Part of the reason is that it is hard to quantify consumption. Visual observations are difficult to translate to data. I've watched bison graze grasslands at a distance of feet and even after 30 seconds couldn't come up with a list of what they just consumed. Worse is that most consumption happens out of view. Dissections or regurgitations are necessarily disruptive and identification is still difficult. Isotope analysis gives crude answers. Microhistological analysis of fecal material suffers from differential digestion and lack of specificity.
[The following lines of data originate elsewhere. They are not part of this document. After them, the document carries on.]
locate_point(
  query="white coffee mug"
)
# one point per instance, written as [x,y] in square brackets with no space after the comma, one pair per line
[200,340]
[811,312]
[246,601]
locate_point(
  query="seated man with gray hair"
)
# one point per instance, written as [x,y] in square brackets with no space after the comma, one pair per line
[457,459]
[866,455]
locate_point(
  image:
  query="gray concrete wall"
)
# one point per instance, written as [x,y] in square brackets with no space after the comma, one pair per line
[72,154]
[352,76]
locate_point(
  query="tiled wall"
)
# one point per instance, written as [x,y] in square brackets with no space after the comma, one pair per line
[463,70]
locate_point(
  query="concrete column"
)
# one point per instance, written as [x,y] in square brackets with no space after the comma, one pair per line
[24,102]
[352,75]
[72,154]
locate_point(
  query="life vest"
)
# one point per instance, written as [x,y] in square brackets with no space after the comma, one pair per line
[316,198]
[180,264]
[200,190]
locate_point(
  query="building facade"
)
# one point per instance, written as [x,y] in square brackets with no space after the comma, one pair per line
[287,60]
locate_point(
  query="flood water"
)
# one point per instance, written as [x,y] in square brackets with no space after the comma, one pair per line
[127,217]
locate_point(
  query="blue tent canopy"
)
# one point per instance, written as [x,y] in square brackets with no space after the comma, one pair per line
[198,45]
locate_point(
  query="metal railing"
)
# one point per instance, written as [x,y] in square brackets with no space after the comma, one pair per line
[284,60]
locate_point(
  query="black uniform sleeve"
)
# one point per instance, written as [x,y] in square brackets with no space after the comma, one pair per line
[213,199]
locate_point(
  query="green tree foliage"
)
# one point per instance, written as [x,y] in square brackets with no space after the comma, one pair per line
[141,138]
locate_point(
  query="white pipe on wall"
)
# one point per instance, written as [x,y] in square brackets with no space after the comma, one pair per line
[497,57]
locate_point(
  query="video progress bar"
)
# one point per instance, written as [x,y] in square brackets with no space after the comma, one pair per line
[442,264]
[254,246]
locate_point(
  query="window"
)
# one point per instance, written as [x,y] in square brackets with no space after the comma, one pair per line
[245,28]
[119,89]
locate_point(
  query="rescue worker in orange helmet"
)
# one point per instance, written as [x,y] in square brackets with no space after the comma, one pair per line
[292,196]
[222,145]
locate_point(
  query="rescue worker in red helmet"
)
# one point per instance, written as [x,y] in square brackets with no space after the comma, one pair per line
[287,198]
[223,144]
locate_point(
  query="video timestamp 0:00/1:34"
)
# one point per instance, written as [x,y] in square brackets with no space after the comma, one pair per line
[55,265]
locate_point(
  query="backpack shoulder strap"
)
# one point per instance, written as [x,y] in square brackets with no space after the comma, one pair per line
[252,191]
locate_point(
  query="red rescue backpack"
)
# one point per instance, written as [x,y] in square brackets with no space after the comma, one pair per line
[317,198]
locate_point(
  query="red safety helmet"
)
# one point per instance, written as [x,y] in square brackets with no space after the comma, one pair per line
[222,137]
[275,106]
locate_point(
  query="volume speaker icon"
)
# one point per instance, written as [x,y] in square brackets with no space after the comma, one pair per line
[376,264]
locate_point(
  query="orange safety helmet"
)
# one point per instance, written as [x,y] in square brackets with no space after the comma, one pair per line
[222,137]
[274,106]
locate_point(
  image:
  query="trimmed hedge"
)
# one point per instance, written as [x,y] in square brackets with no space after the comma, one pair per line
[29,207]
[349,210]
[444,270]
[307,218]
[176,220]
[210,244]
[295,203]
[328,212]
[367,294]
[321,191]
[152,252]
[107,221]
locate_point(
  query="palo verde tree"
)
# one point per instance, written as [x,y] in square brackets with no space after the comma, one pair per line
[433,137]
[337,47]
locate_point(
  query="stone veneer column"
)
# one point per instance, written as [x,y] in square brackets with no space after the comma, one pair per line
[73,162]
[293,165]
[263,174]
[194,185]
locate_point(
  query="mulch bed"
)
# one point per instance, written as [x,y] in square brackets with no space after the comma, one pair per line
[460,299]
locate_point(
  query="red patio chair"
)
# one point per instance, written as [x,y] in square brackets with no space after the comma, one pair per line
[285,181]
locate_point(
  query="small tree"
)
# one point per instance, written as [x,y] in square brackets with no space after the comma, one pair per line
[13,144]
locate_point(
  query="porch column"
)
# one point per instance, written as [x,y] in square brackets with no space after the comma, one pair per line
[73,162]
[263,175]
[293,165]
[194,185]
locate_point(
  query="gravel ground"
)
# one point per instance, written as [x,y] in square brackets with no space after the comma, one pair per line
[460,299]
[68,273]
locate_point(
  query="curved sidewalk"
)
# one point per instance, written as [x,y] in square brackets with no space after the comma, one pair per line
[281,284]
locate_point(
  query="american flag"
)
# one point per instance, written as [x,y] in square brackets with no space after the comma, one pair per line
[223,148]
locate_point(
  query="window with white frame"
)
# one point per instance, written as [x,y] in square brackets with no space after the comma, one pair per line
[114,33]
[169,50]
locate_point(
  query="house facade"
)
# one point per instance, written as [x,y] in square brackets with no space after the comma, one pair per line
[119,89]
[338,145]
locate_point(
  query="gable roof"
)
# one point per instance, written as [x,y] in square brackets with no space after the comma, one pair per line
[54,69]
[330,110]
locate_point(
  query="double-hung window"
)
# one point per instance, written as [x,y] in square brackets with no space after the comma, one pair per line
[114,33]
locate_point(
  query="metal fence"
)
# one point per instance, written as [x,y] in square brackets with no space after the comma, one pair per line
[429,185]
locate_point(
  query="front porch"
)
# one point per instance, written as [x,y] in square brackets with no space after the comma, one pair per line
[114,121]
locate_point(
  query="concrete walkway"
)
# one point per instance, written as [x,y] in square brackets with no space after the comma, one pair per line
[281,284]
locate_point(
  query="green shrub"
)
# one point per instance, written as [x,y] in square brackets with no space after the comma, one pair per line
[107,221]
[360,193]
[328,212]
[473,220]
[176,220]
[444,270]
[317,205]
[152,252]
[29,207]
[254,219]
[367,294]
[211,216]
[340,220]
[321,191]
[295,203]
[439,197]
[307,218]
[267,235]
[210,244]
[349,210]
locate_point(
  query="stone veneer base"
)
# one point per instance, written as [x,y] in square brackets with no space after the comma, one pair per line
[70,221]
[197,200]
In short, food web diagrams are hard to generate.

The rise of next generation sequencing has opened new opportunities to quantify what animals eat with resolution that never existed before. Fecal samples from an animal can be sequenced to determine what plants, invertebrates, fungus, or vertebrates they have been eating.

Noah Fierer and I have been working on helping people understand what animals eat for a bit.

So far, we've sequenced fecal material from over 20 different species that range from bats to bison, from prairie chickens to whooping cranes, from moose to mule deer.

I've talked with each of the ecologists afterwards about their data and there is one commonality to all of these discussions: surprises. There are always items in the diet that the ecologists didn't expect. And not just rare diet items. Perceptions (mine included) were always a good ways off of what the animals consumed most. For example, bison were long considered to eat mostly grass. Not so. Their diet can be dominated by forbs and shrubs at certain times of year.

A good technique is only as valuable as the importance of the question that it helps you answer.

Next generation sequencing of fecals is an amazing technique that will open up major insights into how populations are regulated, how communities assemble, and how energy and materials flow through the ecosystem. The technique will open up new insights into the coevolution of predator and prey.

A few bottlenecks still restrict advances.

1) We need better genetic barcode databases. There are still too many gaps for the technique to be commonplace. Many other people are working on this, but we need to sequence key barcodes for all collected taxa. When a sequence appears, we need to be able to compare it to the sequences from known taxa.

2) We need better species specificity. Give or take, current sequencing of diets can get down to ~genus level fairly well, but we need to develop different techniques like hierarchical sequencing to get us to the species level better.

3) We need to be able to quantify the diets of omnivores better. Currently, we can quantify the relative proportion of plants in diets. Or animals in diets. But, knowing the relative proportion of each is difficult. Over the course of a day, a bear (for example) could eat plants, fungi, insects, and vertebrates. But how much of each? Plus, DNA from the diet of prey is present in fecals, but we cannot necessarily tell whether the predator or prey ate a given taxa (or both).

There will always be more technique development necessary, but the biggest bottleneck is still utilization of the technique. Ecologists need to start using it. We're learning a great deal every time we use the technique.